Lido’da İstanbul Yüzme İhtisas Kulübü sporcuları yetiştiriliyordu. Kulüp 1954’te Esma Sultan Yalıları’nın bir binasına taşındı. Lido’dan ayrıldı.
Biz Ankara’da yaşarken, yaz aylarında İstanbul’a geldiğimizde babam, annemle beni Lido’ya götürürdü. Cadde tarafındaki otel bölümünün havuza ve denize bakan cephesindeki lokantanın balkonunda yemek yerdik.
Havana dönemi
Lido’nun Reina’ya dönüşmesinin hikayesi de ilgi çekicidir... Ortaköy-Kuruçeşme sahilinde eğlence hayatını Pasha başlattı. Ama bu Pasha, bildiğimiz paşalardan değildi. Alarko Grubu’nun, Kuruçeşme’de yol ile deniz arasında kullanılmayan bir arsada Amerikalıların “beach club” konsepti ile açtığı ve Pasha adını verdiği eğlence bahçesi idi.

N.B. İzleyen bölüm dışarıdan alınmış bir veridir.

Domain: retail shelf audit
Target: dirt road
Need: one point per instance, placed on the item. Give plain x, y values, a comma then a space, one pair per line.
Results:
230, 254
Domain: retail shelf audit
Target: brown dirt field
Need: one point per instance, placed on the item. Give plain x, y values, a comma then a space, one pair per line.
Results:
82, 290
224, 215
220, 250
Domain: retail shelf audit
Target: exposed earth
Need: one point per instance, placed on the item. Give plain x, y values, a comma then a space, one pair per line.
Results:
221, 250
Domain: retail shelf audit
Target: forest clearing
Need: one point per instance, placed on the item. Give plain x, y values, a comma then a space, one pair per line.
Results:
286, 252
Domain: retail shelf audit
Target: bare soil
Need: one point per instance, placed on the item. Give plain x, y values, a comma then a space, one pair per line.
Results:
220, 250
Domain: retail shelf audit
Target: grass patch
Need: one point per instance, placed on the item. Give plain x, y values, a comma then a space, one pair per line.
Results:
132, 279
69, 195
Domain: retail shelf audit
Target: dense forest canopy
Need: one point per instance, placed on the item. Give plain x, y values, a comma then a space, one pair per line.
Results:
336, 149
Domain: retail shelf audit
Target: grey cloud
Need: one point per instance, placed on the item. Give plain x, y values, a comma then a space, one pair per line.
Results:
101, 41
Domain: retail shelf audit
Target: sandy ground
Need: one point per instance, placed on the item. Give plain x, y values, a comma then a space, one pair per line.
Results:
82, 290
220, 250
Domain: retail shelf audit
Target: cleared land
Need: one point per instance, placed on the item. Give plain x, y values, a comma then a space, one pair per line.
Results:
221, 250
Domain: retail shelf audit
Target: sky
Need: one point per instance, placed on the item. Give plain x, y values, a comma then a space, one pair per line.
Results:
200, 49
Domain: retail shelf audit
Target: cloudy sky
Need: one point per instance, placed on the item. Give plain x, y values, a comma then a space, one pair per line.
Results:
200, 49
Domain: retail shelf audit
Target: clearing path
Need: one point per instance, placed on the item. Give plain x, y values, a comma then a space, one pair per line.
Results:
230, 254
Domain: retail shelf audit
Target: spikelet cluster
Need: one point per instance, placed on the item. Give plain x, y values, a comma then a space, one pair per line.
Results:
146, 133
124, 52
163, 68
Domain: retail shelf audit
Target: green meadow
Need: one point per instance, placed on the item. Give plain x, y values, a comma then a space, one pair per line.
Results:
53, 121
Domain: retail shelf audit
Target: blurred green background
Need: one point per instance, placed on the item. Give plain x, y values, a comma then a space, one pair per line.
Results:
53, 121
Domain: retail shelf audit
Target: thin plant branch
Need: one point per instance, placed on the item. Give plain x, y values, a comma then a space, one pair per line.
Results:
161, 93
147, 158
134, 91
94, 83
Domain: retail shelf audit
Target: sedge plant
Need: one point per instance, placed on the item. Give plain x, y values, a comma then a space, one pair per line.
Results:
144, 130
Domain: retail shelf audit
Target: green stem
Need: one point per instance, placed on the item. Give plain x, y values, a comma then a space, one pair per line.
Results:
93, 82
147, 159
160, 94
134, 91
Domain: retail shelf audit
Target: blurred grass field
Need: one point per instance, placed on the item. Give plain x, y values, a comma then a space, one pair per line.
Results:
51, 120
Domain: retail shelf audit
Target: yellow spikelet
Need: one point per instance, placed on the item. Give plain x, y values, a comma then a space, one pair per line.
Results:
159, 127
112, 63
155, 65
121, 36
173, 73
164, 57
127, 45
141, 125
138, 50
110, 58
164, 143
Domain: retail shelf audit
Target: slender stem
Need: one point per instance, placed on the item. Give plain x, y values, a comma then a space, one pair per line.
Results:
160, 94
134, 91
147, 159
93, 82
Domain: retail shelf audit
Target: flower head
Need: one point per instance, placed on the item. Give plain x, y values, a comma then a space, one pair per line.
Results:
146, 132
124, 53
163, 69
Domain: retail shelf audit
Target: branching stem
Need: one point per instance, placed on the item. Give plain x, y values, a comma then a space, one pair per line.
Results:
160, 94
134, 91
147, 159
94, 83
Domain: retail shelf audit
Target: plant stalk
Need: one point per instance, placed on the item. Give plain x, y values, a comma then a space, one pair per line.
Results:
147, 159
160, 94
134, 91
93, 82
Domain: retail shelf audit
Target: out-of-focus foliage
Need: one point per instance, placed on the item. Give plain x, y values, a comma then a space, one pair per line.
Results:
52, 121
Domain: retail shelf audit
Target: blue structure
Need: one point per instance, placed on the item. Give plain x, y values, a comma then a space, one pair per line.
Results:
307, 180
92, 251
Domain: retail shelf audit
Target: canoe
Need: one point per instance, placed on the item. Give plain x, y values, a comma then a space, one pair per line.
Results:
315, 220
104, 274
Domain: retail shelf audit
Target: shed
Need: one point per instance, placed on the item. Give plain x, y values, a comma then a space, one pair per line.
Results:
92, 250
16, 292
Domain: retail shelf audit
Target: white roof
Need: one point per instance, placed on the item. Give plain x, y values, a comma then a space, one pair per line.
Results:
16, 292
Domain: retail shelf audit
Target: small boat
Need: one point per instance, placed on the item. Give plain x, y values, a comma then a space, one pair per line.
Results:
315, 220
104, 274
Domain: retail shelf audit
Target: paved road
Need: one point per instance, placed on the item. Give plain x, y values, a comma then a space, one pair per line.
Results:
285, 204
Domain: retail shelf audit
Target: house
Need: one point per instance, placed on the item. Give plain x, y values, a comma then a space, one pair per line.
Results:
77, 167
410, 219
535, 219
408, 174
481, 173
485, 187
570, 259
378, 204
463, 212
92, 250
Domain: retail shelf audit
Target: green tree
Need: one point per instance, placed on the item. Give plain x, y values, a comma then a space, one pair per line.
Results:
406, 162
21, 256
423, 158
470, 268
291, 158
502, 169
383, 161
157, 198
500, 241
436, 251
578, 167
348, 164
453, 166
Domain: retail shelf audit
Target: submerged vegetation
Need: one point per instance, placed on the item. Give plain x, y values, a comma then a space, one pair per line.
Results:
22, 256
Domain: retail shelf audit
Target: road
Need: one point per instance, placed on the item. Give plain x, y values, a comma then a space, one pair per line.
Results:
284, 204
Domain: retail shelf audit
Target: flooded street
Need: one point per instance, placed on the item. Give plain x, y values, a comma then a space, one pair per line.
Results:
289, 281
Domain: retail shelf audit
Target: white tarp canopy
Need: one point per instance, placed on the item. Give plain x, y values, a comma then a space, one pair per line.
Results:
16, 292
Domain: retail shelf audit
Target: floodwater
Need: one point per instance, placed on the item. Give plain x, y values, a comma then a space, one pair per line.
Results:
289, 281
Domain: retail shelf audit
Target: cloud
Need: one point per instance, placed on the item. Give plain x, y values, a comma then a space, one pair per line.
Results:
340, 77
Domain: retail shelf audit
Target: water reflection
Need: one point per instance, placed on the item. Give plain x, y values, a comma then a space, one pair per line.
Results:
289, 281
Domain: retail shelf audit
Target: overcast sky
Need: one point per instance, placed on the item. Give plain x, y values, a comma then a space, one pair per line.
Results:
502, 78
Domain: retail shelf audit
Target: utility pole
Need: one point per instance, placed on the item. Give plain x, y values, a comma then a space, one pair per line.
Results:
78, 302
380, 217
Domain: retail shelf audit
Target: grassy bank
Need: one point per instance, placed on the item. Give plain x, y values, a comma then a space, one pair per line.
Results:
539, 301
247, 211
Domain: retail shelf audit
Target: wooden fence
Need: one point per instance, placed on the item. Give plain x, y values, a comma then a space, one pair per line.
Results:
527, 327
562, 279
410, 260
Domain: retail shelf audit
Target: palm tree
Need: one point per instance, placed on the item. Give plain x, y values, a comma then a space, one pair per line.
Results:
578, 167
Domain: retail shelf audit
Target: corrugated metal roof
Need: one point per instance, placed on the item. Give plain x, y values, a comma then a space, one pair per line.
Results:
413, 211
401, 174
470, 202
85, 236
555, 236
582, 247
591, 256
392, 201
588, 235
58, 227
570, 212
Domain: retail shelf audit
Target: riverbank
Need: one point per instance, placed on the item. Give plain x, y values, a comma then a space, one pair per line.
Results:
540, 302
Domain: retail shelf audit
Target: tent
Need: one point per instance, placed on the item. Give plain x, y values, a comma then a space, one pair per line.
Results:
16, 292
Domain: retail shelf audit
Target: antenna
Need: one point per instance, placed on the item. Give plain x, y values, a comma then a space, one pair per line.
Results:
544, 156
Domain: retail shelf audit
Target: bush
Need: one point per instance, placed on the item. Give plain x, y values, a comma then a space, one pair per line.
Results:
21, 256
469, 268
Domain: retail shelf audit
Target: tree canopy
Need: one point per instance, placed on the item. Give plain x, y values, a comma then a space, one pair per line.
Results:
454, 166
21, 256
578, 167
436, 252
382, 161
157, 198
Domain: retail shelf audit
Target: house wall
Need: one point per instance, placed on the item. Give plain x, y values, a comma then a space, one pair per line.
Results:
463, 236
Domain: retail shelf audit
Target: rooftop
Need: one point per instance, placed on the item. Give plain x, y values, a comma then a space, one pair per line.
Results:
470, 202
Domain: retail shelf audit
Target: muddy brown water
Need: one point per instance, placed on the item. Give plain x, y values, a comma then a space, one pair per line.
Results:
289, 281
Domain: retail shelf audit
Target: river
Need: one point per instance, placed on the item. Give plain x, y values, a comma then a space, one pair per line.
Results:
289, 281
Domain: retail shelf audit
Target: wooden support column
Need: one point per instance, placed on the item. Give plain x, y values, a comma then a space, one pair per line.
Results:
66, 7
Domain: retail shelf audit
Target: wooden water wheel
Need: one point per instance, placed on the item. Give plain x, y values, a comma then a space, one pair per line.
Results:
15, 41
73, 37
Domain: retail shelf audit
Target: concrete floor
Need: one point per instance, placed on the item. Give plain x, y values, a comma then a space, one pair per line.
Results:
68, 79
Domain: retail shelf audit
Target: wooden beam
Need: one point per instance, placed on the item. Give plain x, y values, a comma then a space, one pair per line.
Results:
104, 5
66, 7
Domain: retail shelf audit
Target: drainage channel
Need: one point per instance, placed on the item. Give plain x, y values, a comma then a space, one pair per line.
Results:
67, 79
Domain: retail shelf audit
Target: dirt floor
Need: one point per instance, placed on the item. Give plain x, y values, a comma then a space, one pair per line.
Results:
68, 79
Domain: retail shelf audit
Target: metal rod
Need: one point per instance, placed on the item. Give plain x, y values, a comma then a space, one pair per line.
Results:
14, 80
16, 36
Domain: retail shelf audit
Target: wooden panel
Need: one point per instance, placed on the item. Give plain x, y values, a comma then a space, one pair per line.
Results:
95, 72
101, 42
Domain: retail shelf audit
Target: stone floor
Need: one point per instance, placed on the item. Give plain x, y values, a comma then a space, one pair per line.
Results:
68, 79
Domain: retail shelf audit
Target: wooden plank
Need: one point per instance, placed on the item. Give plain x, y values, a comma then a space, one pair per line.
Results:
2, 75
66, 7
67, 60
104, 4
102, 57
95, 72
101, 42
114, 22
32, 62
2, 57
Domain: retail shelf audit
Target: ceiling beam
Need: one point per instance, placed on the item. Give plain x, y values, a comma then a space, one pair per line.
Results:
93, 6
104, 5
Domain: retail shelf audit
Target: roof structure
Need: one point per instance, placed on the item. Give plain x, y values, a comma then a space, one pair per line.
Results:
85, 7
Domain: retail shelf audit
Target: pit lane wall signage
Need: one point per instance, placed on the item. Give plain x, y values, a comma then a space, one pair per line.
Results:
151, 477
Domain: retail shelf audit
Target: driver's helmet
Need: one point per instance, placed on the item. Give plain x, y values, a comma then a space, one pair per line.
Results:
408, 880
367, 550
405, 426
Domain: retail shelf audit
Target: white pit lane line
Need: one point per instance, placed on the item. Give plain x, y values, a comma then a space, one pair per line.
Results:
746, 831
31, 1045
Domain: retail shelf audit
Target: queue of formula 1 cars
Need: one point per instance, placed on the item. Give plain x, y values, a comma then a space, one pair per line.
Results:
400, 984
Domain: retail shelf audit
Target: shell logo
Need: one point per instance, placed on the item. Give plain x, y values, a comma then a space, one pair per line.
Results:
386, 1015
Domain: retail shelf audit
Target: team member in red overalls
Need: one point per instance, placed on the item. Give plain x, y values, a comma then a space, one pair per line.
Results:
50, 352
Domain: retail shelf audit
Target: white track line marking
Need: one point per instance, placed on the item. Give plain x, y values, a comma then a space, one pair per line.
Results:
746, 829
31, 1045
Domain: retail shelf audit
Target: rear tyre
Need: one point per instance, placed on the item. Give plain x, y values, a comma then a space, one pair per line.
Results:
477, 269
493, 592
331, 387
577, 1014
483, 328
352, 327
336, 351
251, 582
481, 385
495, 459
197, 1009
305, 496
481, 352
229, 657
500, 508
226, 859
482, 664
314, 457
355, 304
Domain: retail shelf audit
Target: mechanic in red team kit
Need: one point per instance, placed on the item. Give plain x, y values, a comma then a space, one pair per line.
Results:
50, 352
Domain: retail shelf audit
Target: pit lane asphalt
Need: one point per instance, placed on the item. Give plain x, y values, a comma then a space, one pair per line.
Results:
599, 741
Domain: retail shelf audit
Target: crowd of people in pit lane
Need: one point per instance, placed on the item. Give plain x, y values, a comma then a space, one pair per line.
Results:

Daha sonra Pasha’nın yerinde Laila açıldı. Laila o kadar ünlendi ki Pasha’nın adı unutuldu. Benim unutamadığım, Pasha’nın ilk dönemlerinde deniz kenarındaki Cafein’in barıdır. Barbaros Baykal Nişantaşı’ndaki Cafein’i Pasha’ya taşımıştı. İş çıkışı barmaid Çisem Öcal’ın güler yüzle misafirleri ağırladığı barın çevresinde dostları görmenin zevkine doyulmazdı. Benzer bir bar daha sonra Lido’nun tam deniz kenarındaki setin üzerine kurulmuştu.
Pasha’nın faaliyet gösterdiği arsanın biraz ötesinde bulunan, eski ve ünlü Lido Gazinosu’nda 2001 yılında Pasha benzeri düzenlemeler yapıldı. Lido, Havana oldu. Lido, Havana’ya dönüşürken, havuzun üzeri örtüldü. Çevredeki soyunma kabinleri lokantaya dönüştürüldü. Otel bölümü de lokanta oldu.
Yazın faaliyet gösteren Havana’nın içinde farklı lokantalar ve barlar vardı. Havuzun üzerinden sahile kadarki bölümün ortası ve de denize cephesi olan eski otel binasının birinci katı bar olmuştu.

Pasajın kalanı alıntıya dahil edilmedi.